Das Gefühl, dass sich unsere Gesellschaft immer weiter spaltet, hat sich in den letzten zwei bis drei Jahren deutlich verstärkt. Vor allem die Länder, in denen große, politische Ereignisse stattfanden (wie der Brexit in Großbritannien oder die US-Präsidentschaftswahl) haben das noch befeuert. Dass es sich dabei nicht nur um ein Gefühl, sondern um eine tatsächliche Distanz zwischen zwei großen Lagern handelt, ist mittlerweile anerkannt. Denn auch in der so genannten Mitte der Gesellschaft ist eine Polarisierung im Gange.
Woher kommt die Spaltung der Gesellschaft?
Die Gründe hierfür sind vielfältig. Die Grünen sehen zum Beispiel die soziale Ungleichheit als einen der Auslöser für die Spaltung. Allerdings spielen auch noch ganz andere Gründe eine wichtige Rolle.

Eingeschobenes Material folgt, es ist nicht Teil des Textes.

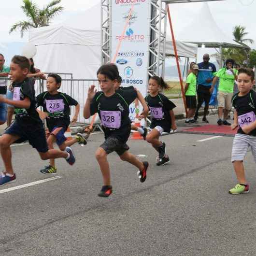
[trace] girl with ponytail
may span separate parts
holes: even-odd
[[[169,86],[162,77],[153,76],[148,85],[149,94],[145,98],[151,112],[151,130],[147,135],[146,140],[158,152],[156,165],[164,165],[170,162],[169,156],[165,154],[165,143],[159,141],[163,132],[170,132],[171,129],[176,130],[174,114],[172,109],[176,106],[169,99],[160,93],[162,89]]]

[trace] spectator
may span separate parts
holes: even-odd
[[[209,123],[206,119],[209,109],[209,103],[211,99],[210,91],[214,74],[216,72],[216,67],[213,63],[209,62],[210,56],[205,54],[203,57],[203,61],[198,64],[199,70],[197,79],[198,105],[194,119],[197,121],[198,118],[198,112],[203,101],[205,102],[203,117],[202,121]]]
[[[235,61],[233,59],[228,59],[226,62],[226,67],[220,69],[213,79],[211,90],[218,79],[219,79],[219,89],[218,92],[218,114],[219,119],[217,123],[219,125],[231,125],[227,121],[228,113],[231,109],[231,99],[233,96],[234,83],[237,79],[238,71],[233,68]],[[223,109],[224,115],[223,119]]]
[[[10,71],[9,67],[4,66],[4,57],[0,54],[0,77],[7,78]],[[6,95],[6,80],[0,80],[0,95],[5,97]],[[6,121],[6,104],[0,103],[0,125],[3,125]]]
[[[29,62],[29,65],[30,65],[29,68],[29,72],[28,74],[27,77],[29,78],[42,78],[42,79],[45,79],[45,76],[44,74],[42,72],[40,71],[40,70],[37,69],[34,67],[34,61],[32,58],[28,59],[28,61]],[[33,84],[34,85],[35,83],[35,80],[32,81]],[[7,98],[9,100],[13,100],[13,88],[12,86],[12,85],[10,86],[10,87],[7,91]],[[14,114],[14,107],[11,105],[7,104],[7,127],[9,127],[12,123],[12,119],[13,118],[13,115]]]

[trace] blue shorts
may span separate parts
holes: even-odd
[[[7,93],[6,94],[6,98],[8,100],[13,100],[13,97],[14,96],[14,93],[11,91],[10,90],[7,90]],[[9,108],[14,108],[14,106],[12,105],[10,105],[9,104],[6,104],[7,107]]]
[[[5,95],[1,94],[1,96]],[[3,102],[0,103],[0,121],[5,122],[6,121],[6,115],[7,114],[7,107],[6,104]]]
[[[61,129],[58,130],[60,128]],[[56,138],[56,143],[58,146],[60,146],[67,140],[67,138],[64,135],[66,130],[67,128],[66,127],[58,127],[57,126],[55,126],[51,130],[49,131],[50,134],[54,135]]]
[[[33,129],[27,128],[26,126],[21,126],[15,121],[5,131],[4,134],[17,135],[20,139],[14,143],[22,143],[28,141],[29,144],[39,152],[46,153],[48,151],[48,145],[45,136],[45,131],[43,123]]]

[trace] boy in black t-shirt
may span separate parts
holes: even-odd
[[[37,97],[38,106],[43,107],[44,116],[46,118],[47,127],[49,135],[47,138],[49,148],[54,148],[53,143],[56,142],[59,148],[62,151],[68,146],[79,142],[86,145],[85,137],[81,133],[78,133],[75,138],[66,141],[65,132],[70,124],[70,106],[75,106],[75,114],[72,123],[77,120],[80,106],[77,101],[65,93],[58,91],[61,85],[61,77],[57,74],[49,74],[46,82],[47,91],[39,94]],[[55,166],[54,159],[50,159],[50,165],[45,166],[40,170],[43,173],[56,173],[57,169]]]
[[[135,105],[139,105],[139,102],[138,102],[138,100],[140,100],[140,102],[142,104],[144,113],[147,114],[148,114],[148,107],[147,106],[147,103],[145,101],[145,100],[144,100],[144,98],[143,98],[143,96],[140,92],[140,91],[134,88],[133,86],[127,87],[121,86],[120,86],[121,83],[122,77],[119,75],[118,76],[118,78],[117,79],[117,83],[116,83],[114,86],[114,88],[115,90],[120,90],[121,91],[127,91],[129,90],[136,90],[137,94],[138,95],[138,99],[135,99]],[[131,123],[132,123],[131,120]],[[146,136],[147,134],[147,129],[146,128],[142,128],[142,127],[137,127],[136,125],[131,124],[131,129],[132,130],[138,131],[141,134],[141,135],[143,137],[143,140],[144,141],[146,140]]]
[[[170,132],[171,128],[173,131],[177,128],[172,110],[176,106],[167,97],[159,93],[159,91],[164,88],[167,89],[169,86],[162,77],[151,77],[148,85],[149,95],[145,98],[152,117],[150,125],[152,130],[147,135],[146,140],[159,153],[156,163],[158,166],[170,162],[169,156],[165,154],[165,143],[160,142],[159,137],[163,131]]]
[[[104,184],[98,194],[100,197],[107,197],[112,193],[110,170],[107,159],[109,154],[115,151],[122,160],[137,167],[141,182],[146,180],[148,166],[147,162],[141,162],[128,152],[129,147],[126,142],[131,130],[129,105],[137,97],[137,93],[135,90],[116,91],[114,85],[118,76],[115,65],[101,66],[97,71],[97,77],[102,91],[96,92],[95,86],[90,86],[84,109],[84,116],[86,119],[98,112],[105,134],[105,141],[96,153]],[[144,113],[142,115],[146,116]]]
[[[0,138],[1,155],[5,167],[0,177],[0,185],[15,181],[10,147],[14,142],[28,140],[43,160],[63,157],[71,165],[75,161],[70,148],[67,148],[65,151],[48,150],[43,122],[36,110],[34,87],[31,80],[26,78],[29,69],[28,60],[23,56],[15,56],[12,59],[10,68],[14,87],[13,100],[0,97],[0,102],[14,106],[16,114],[15,122]]]
[[[232,148],[231,161],[239,182],[229,191],[233,195],[249,192],[243,161],[249,147],[256,162],[256,92],[252,89],[254,83],[252,70],[244,68],[239,70],[237,79],[239,92],[232,99],[235,113],[231,128],[234,129],[239,127]]]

Eine womöglich zu lange vernachlässigte Erklärung kann die Psychologie – genauer gesagt: die Emotionspsychologie – liefern, wenn man sich mit der Analyse dieses Phänomens beschäftigt.
Emotion und Denken
Denn Forscher um den US-amerikanischen Moralpsychologen Jonathan Haidt haben in zahlreichen Versuchen zeigen können, wie Urinstinkte und tief sitzende Gefühle zwei Gruppen vorbestimmen.

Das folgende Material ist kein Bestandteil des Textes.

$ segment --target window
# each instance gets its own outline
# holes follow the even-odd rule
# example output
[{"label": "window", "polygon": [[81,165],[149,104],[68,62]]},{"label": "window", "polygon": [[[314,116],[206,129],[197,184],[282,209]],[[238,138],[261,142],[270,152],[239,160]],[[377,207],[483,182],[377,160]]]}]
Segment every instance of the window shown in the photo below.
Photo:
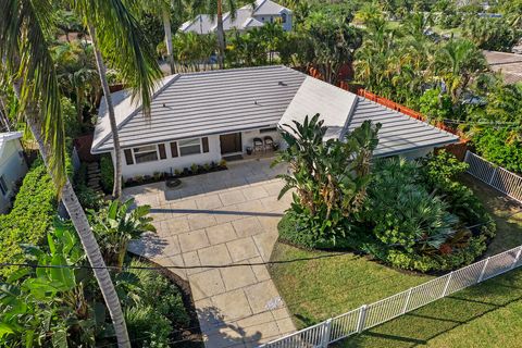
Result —
[{"label": "window", "polygon": [[179,156],[201,153],[200,138],[179,140],[178,146],[179,146]]},{"label": "window", "polygon": [[3,196],[8,195],[8,184],[5,183],[5,178],[0,176],[0,191]]},{"label": "window", "polygon": [[286,23],[286,13],[281,14],[281,23]]},{"label": "window", "polygon": [[175,157],[179,156],[179,154],[177,154],[177,142],[176,141],[171,142],[171,156],[172,156],[172,158],[175,158]]},{"label": "window", "polygon": [[127,165],[134,164],[133,151],[130,151],[130,149],[126,149],[123,150],[123,153],[125,153],[125,162]]},{"label": "window", "polygon": [[133,151],[136,164],[158,161],[158,147],[156,145],[134,148]]},{"label": "window", "polygon": [[158,150],[160,150],[160,159],[165,160],[166,159],[165,145],[164,144],[158,144]]},{"label": "window", "polygon": [[259,129],[259,133],[273,133],[273,132],[277,132],[277,127]]}]

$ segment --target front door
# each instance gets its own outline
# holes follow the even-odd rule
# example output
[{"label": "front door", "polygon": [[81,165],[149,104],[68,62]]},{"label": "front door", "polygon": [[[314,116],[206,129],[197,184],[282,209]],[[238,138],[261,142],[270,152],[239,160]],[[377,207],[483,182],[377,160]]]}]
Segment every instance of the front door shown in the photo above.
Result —
[{"label": "front door", "polygon": [[220,135],[221,154],[243,152],[241,134],[224,134]]}]

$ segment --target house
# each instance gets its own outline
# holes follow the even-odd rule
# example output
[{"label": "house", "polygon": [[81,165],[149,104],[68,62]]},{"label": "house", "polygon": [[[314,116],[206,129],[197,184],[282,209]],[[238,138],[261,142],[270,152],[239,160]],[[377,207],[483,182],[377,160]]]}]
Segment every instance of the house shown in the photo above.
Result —
[{"label": "house", "polygon": [[[244,5],[237,9],[236,16],[231,12],[223,14],[224,30],[237,29],[245,32],[263,26],[264,23],[281,23],[283,30],[291,30],[291,11],[271,0],[257,0],[254,5]],[[179,27],[182,33],[209,34],[216,30],[215,17],[209,14],[199,14],[196,18],[187,21]]]},{"label": "house", "polygon": [[17,183],[27,173],[20,138],[20,132],[0,133],[0,213],[9,210]]},{"label": "house", "polygon": [[[158,85],[147,119],[126,90],[112,95],[123,149],[123,176],[173,173],[192,163],[244,154],[265,136],[281,146],[278,127],[321,114],[327,137],[341,139],[364,120],[380,122],[376,156],[420,157],[459,141],[450,133],[285,66],[175,74]],[[92,153],[113,154],[104,102]]]},{"label": "house", "polygon": [[500,73],[506,84],[522,83],[522,54],[483,51],[489,69]]}]

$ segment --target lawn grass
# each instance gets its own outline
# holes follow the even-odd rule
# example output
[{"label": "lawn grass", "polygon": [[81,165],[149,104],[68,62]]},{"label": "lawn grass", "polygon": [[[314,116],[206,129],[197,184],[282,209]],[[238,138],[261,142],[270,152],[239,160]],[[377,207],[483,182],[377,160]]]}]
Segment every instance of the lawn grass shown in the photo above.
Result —
[{"label": "lawn grass", "polygon": [[[519,206],[470,176],[462,177],[497,222],[487,256],[522,245]],[[272,277],[298,327],[371,303],[432,278],[397,271],[352,253],[334,256],[276,245]],[[352,336],[340,347],[519,347],[522,270],[456,293],[391,322]]]}]

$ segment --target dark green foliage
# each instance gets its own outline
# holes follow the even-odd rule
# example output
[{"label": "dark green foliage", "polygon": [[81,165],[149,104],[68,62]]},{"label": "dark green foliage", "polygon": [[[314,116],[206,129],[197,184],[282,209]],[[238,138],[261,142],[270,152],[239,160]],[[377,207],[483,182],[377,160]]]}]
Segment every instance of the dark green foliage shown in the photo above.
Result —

Bei den Untersuchungen kam heraus, dass vor allem sechs unterschiedliche Prinzipien die Gruppen determinieren. Auf der einen Seite steht die Gruppe der Progressiven, auf der anderen die der Konservativen.
Diese zwei Gruppen unterscheiden sich in ihren Denkstilen, aber vor allen Dingen in ihren Emotionen, genauer: ihren Emotionsneigungen. Das hat Einfluss auf viele der moralischen, speziell der politischen Überzeugungen und Einstellungen. – Philipp Hübl, theoretischer Philosoph
Ekel macht konservativ
Vor allem eine uns allen bekannte Emotion scheint die Gruppen stark zu beeinflussen: der Ekel. Früher hat er unsere steinzeitlichen Vorfahren erst einmal davor geschützt, lebensbedrohliche Entscheidungen, wie den verotteten Tierkdaver zu essen, zu fällen. Heute scheint er unsere Einstellung zu beeinflussen.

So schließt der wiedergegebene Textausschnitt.